At the beginning (for me) monsters were tiny jumbles of pixels, that vaguely looked like the wizard or dragon they represented. The C-64, Apple 2, TI-99 4a, TRS 80, and other home computers of the dawning era were graphical. Not VERY graphical, but graphical enough.
And I didn’t need much. As I played Telengard, Temple of Apshai, and Ultima, I could see the fiery dragons and the gleaming swords in my mind. When I go back and look at those old games today, I wonder where all the beautiful graphics went, proof that what I was seeing on the screen was not what I was SEEING in my mind.
I was seeing symbols, something…humans do exceptionally well.
Later I was introduced to Moria and Nethack, and all the decendants of Rogue. These games were even more symbolic! The text-only terminals that Rogue sprang from, rows of cold green glow populating engineering basements in colleges everywhere, wouldn’t even allow for a pictographic symbology. Snakes were small s, giant snakes were capital S, and the fiercest dragons were capital D.
You were an @.
Yet these games inspired and captivated, and they still do, despite modern console games, like Lost Odyssey, which depict monsters in beauty and detail enough to make you cry.
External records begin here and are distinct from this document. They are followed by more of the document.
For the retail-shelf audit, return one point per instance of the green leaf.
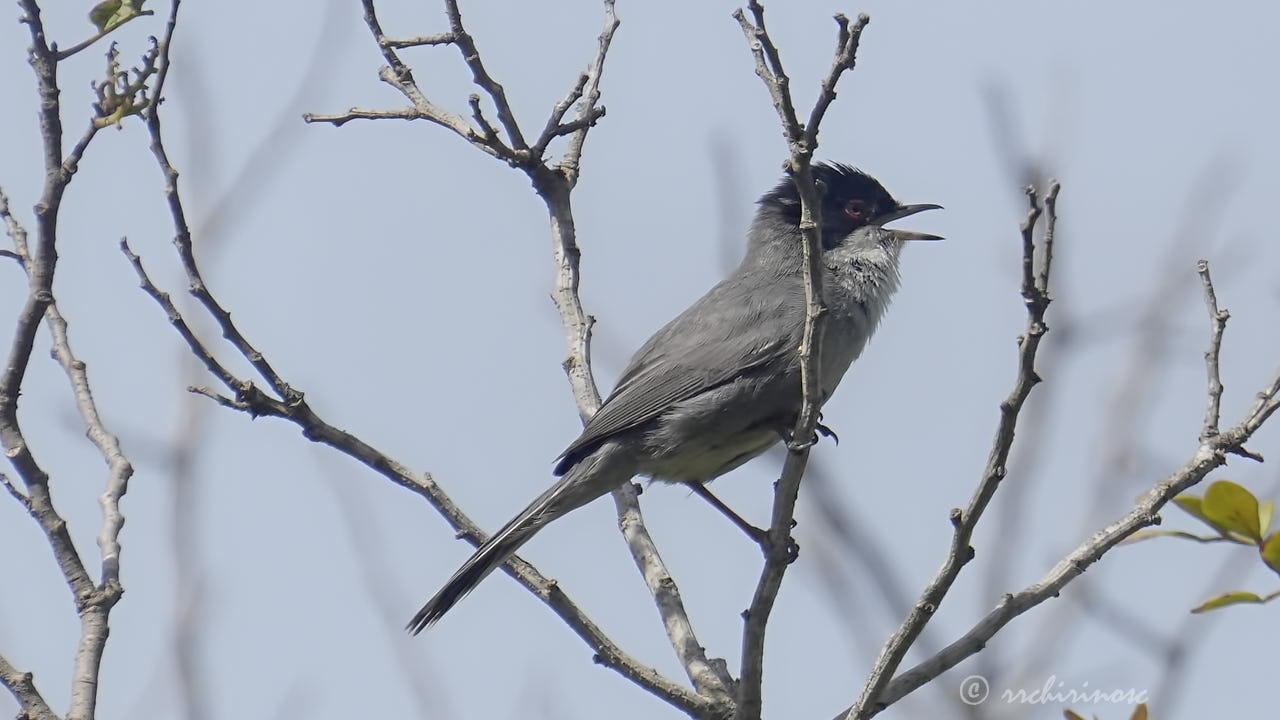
(1194, 506)
(109, 14)
(1271, 552)
(1238, 597)
(1233, 507)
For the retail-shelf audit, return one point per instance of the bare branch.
(801, 144)
(480, 76)
(400, 44)
(361, 114)
(23, 688)
(291, 405)
(1036, 296)
(711, 678)
(1210, 455)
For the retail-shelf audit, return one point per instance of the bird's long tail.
(586, 481)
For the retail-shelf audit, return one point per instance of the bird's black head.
(851, 200)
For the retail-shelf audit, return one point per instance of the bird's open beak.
(901, 212)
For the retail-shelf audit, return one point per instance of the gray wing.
(717, 338)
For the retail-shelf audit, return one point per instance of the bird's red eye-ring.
(856, 209)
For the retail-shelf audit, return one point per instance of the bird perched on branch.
(721, 383)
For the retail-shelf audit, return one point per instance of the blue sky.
(401, 278)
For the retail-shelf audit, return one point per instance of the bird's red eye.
(856, 209)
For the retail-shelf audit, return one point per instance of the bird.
(721, 383)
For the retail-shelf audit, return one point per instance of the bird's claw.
(827, 432)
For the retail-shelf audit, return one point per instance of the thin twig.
(711, 678)
(1034, 292)
(801, 142)
(1217, 323)
(1210, 455)
(23, 688)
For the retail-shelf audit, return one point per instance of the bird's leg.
(760, 537)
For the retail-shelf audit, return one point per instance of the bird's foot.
(826, 432)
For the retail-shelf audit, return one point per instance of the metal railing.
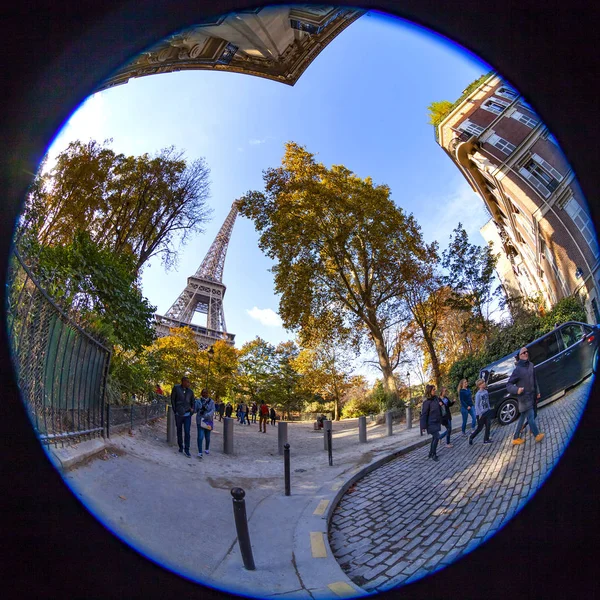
(61, 369)
(120, 417)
Why? Symbology.
We, as a species, are just fine with symbols. We use them all the time. The characters you’re reading right now are a complex symbology of words and ideas, one of many humans have created and communicated with.
It’s clear from game history that, whenever possible, game symbology was pictographic. Even a 16×16 lump of pixels was SUPPOSED to look a bit like a dragon, with identifiable wings and legs. Even today’s graphics are, to a degree, symbolic. You still can’t smell the fetid reek of the dragon, or feel the heat from its scaly hide. And it’s still pictographic. A flying monster must still be depicted with wings.
But even though the alternate symbology of Rogue was born out of simple hardware limitations, it offers interesting insights. First, there’s no doubt that an alternate symbology represents a learning curve, and many players don’t want to climb it. Second, when people finish climbing the hill, the symbols become nearly invisible, translated into the "real thing". Remember the line in the Matrix movie: "I don’t even see the code anymore, all I see is a brunette, red head.."
The above paragraph reveals the problem with designing and using a new symbology of monsters, and also the amazing potential. But why? Why go through the trouble of inventing and implementing a new symbology? That’s the real point of this post.
One would use a new symbology to solve intractable problems with the existing symbologies, and there are several. 3rd person cameras always suck. Beautiful artwork is always expensive. Polygon people are always sticking their feet through the floors and bushes. Animations can be jumpy and discontinuous. Games are slaves to the clock (on many levels). Avatars are often forced to run from place to place. Games are stuck in a rut.
And there are many limitations forced upon game developers by being "realistic". Plants must always be green. Blood must always be red (or gray for Germany). Computer screens can still only show 256 shades of red, green, and blue (though HDR is a neat trick to "expand" that). the scale of the rectangular screen must be uniform all the way across. Players cannot triple-wield, or leave their hand behind to hold a button down.
In the end, I’ll have to put my money where my mouth is on this, and actually come up with such a game. I’m not sure I can, but I’m sure I’ll try.